これからは
ユニクロとガチンコ勝負になる

 郊外型の小売業が超都心に出店してワンランクアップした例は少なくない。ユニクロしかり、ドン・キホーテしかり、マツモトキヨシしかりだ。超都心の店舗が宣伝塔になり、知名度と信頼を高める。

 しまむらについていえば、都心攻略は遅れてきた超大物という感じだが、もちろん、都心には先行者が大量にいる。

 なかでも都内の主要駅などに店舗を多く持っているのが「ユニクロ」である。低価格カジュアル衣料専門店というカテゴリーでいえば、ユニクロとしまむらのガチンコ勝負になるのは間違いない。

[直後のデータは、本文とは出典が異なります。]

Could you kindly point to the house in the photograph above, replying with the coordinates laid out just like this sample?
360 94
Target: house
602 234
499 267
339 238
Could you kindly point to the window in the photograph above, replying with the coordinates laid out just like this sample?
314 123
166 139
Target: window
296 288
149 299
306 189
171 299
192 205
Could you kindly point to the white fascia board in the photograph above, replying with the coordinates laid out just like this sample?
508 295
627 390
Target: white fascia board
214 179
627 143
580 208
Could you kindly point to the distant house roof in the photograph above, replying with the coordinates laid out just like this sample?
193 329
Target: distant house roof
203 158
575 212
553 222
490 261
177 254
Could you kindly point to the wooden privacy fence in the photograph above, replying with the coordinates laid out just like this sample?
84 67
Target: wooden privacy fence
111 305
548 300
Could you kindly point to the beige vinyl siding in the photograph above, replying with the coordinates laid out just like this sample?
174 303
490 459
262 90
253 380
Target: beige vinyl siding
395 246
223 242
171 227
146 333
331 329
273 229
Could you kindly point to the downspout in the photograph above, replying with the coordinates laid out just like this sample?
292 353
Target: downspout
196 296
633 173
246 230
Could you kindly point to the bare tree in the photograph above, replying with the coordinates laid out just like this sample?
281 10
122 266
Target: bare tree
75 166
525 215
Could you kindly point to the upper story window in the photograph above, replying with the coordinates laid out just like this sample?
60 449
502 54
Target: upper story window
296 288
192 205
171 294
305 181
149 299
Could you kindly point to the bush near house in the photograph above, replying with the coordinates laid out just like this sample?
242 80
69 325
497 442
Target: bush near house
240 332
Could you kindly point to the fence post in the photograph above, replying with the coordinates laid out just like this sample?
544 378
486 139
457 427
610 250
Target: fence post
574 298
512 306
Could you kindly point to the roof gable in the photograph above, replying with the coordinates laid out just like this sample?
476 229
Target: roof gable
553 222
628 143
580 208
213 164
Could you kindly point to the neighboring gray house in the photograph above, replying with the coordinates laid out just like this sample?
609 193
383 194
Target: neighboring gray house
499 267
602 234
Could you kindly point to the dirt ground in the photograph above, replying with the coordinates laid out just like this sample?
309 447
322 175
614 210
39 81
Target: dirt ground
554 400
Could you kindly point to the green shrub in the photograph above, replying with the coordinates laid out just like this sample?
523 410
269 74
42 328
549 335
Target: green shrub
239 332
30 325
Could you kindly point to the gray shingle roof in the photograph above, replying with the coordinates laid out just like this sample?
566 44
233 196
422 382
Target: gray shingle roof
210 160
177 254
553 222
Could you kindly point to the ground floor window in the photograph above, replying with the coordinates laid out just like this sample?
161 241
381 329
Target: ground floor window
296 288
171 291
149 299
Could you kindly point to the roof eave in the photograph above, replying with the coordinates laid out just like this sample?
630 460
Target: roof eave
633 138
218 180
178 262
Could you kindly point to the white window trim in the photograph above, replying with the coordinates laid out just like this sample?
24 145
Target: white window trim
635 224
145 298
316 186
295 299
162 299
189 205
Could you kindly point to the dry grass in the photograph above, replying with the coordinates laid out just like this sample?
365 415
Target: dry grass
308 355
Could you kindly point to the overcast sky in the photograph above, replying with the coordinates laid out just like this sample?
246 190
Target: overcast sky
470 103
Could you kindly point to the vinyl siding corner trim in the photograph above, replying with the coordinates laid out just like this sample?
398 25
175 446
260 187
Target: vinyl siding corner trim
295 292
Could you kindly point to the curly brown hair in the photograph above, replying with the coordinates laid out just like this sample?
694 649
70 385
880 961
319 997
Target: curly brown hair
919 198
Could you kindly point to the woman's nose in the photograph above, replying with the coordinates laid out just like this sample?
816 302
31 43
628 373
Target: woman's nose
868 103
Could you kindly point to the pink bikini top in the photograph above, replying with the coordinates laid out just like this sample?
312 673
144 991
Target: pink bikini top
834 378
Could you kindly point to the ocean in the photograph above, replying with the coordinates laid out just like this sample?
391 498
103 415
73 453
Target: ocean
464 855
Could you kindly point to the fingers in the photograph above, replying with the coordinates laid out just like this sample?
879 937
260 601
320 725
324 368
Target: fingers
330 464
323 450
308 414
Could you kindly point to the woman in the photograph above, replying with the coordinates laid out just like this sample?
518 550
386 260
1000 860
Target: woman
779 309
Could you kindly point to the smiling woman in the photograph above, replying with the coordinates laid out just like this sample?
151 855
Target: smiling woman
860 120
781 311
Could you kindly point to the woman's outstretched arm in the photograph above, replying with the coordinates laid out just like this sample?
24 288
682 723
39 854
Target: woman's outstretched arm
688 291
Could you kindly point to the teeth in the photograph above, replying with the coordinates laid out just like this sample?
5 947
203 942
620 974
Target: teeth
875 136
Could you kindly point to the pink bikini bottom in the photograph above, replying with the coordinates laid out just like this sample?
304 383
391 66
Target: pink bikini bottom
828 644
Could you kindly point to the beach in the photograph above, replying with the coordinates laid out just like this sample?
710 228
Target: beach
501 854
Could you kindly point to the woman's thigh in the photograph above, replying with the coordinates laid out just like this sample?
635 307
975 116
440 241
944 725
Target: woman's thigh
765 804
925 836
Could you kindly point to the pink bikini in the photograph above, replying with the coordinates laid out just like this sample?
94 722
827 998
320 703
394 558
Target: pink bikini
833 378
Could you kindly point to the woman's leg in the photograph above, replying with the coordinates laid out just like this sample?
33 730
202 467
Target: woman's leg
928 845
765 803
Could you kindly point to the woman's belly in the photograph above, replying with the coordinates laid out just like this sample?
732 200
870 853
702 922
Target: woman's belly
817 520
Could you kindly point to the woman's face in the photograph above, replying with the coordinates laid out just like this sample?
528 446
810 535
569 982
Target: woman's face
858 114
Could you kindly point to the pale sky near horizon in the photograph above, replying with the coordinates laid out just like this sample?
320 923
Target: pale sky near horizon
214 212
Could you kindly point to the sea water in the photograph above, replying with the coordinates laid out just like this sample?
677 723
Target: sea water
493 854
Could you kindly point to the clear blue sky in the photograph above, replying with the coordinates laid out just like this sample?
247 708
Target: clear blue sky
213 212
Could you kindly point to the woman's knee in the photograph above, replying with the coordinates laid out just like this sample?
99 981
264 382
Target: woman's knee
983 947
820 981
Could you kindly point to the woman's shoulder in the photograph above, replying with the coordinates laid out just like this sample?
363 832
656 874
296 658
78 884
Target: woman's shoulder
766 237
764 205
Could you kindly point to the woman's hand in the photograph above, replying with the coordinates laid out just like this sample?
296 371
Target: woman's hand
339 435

 ユニクロの2017年8月期の国内売上高は前期比1.4%増の8107億円、営業利益は同6.4%減の959億円。増収減益だった。

 ユニクロはもはや国内ではあまり成長していないのである。店舗数も860店前後でほぼ横ばい傾向をたどっており、新たな出店適格地が見つからないのだ。

 ただユニクロは肥沃な都内に100以上の店舗を持っており、いわば国内ユニクロ事業ではこれまで都内店舗が“ドル箱”になってきたといっても過言ではない。

 しかも身近な都内の店舗がショールーム的な役割を果たす格好で、ネット通販が伸びており、17年8月期は前期比15.6%増の487億円となっている。

 これに対ししまむらは、一部海外店舗もあるが、ほぼ国内といってよく、売上高が2017年2月期の売上高が前期比3.6%増の5654億円、営業利益が同22.3%増の487億円と、規模ではユニクロに見劣りするが、地方などで圧倒的に支持を受けており、パフォーマンスはある。

 ユニクロと同じようにネットと実店舗の相乗効果を狙って超都心、都心での攻略を開始、競争が熾烈になるのは確かだ。